Les flux d'argent de l'opération devaient également soutenir une vie de richesse considérable. Les dossiers judiciaires et les actions des administrateurs ont ensuite retracé des fonds vers des maisons, des dépenses professionnelles et d'autres usages qui avaient peu de relation avec une gestion de portefeuille légitime. L'argent n'était pas seulement déplacé de manière abstraite ; il était consommé par un style de vie qui confirmait le succès et rendait l'entreprise encore plus crédible aux yeux de ceux qui observaient de loin. Cette crédibilité comptait. C'était une partie du collatéral qui gardait les investisseurs calmes. La richesse générait sa propre preuve, ou du moins l'apparence de preuve.

Il y avait des quasi-échecs qui auraient dû avoir plus d'importance. Des lanceurs d'alerte avaient soulevé des questions. Des analystes avaient signalé des impossibilités statistiques. Certains régulateurs avaient été alertés mais n'avaient pas réussi à arrêter l'opération à temps. Des témoignages et des analyses ultérieurs ont souligné à quel point les rendements apparaissaient exceptionnellement lisses—si lisses qu'ils semblaient moins relever de l'investissement que de la fabrication pour certains observateurs. Pourtant, ces avertissements rivalisaient avec le prestige de l'homme, la réputation de longue date de l'entreprise et la commodité de croire. En ce sens, le mensonge n'était pas seulement technique. Il était social. Il dépendait du respect.

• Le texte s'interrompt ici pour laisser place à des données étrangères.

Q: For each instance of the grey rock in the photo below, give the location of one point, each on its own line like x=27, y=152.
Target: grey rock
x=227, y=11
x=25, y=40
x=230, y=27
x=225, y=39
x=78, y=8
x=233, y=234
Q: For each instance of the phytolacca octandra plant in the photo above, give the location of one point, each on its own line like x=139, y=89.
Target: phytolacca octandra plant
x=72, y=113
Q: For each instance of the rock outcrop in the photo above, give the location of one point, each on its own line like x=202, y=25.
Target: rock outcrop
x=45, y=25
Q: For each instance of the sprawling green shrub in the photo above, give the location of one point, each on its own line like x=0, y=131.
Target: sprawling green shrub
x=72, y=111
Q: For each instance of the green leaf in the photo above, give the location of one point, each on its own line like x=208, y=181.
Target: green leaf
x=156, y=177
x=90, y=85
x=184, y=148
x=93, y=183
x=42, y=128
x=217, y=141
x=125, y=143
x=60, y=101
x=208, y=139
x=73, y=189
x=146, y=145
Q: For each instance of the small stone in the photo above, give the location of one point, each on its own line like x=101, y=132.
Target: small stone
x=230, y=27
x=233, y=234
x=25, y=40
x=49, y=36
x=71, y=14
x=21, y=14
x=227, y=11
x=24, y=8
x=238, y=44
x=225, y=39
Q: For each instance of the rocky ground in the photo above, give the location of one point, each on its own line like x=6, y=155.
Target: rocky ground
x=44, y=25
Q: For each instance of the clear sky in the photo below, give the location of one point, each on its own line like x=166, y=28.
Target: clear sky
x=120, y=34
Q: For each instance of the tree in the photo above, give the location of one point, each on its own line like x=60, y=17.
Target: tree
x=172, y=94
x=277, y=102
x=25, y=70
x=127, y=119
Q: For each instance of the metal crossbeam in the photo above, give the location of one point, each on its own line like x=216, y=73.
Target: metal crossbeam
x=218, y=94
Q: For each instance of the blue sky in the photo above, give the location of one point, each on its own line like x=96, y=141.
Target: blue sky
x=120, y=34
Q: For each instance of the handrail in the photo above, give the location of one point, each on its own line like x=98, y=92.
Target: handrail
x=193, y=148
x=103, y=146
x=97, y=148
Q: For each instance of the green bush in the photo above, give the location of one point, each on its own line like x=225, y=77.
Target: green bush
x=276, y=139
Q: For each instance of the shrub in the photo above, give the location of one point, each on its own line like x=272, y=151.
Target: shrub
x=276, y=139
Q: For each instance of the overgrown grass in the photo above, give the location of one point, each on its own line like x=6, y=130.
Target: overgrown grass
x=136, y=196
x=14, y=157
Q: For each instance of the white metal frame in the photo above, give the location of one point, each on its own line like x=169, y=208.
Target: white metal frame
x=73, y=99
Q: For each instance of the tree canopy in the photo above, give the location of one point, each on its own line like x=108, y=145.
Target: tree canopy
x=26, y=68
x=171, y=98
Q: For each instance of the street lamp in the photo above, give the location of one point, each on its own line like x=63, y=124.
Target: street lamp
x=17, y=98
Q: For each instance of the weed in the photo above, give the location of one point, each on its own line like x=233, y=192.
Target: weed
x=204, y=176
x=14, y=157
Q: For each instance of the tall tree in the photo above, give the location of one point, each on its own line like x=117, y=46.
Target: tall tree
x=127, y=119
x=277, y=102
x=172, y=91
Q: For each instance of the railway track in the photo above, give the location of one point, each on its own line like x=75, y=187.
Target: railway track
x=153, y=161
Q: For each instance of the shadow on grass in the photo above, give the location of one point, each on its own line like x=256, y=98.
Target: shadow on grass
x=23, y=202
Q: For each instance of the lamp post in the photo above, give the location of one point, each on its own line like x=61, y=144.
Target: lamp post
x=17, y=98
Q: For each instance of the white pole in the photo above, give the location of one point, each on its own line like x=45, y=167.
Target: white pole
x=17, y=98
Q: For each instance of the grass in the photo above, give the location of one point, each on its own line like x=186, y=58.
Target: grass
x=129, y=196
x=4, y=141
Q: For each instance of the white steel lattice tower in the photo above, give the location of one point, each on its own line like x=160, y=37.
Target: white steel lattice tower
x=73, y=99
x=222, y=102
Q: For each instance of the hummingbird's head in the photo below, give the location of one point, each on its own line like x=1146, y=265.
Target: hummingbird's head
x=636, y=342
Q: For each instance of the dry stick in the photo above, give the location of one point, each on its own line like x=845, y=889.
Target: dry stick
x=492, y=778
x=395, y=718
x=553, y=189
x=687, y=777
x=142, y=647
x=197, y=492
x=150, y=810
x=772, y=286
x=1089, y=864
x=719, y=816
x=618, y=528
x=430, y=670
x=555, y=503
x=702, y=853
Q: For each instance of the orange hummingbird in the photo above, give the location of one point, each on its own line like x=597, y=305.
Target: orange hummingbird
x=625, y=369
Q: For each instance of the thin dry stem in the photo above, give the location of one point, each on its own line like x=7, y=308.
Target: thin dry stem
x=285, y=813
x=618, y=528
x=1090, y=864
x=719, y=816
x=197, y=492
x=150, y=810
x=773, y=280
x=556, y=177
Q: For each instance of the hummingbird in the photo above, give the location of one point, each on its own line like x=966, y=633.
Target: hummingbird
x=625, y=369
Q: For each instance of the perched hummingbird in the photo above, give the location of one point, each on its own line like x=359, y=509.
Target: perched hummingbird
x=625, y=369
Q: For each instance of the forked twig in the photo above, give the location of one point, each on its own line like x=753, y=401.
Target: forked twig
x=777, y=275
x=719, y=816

C'est ici que Steve Fishman entre dans l'histoire. En tant que journaliste qui a ensuite documenté les années de prison de Madoff, il capturerait une voix que le public avait rarement entendue directement : le propre récit de Madoff sur la culpabilité, la déviation et la justification de soi. Dans les années actives de la fraude, cependant, il n'y avait pas encore de réflexion en prison—juste la nécessité pratique de garder le mensonge en mouvement suffisamment longtemps pour que le prochain relevé corresponde au dernier. Les relevés eux-mêmes devenaient une sorte de dispositif de mesure du temps, faisant avancer la tromperie par des incréments mensuels.

À la fin de 2008, les fissures étaient visibles pour quiconque était prêt à regarder suffisamment attentivement. Les demandes de rachat s'accumulaient. La demande de liquidités devenait plus difficile à satisfaire. Le 10 décembre 2008, la pression atteignit son point de rupture alors que le schéma se désintégrait de l'intérieur et l'effondrement suivit presque immédiatement. Les chiffres calmes ne couvraient plus la tension sous-jacente. Le prochain acte commence au moment où la machine ne pouvait plus cacher sa propre faim.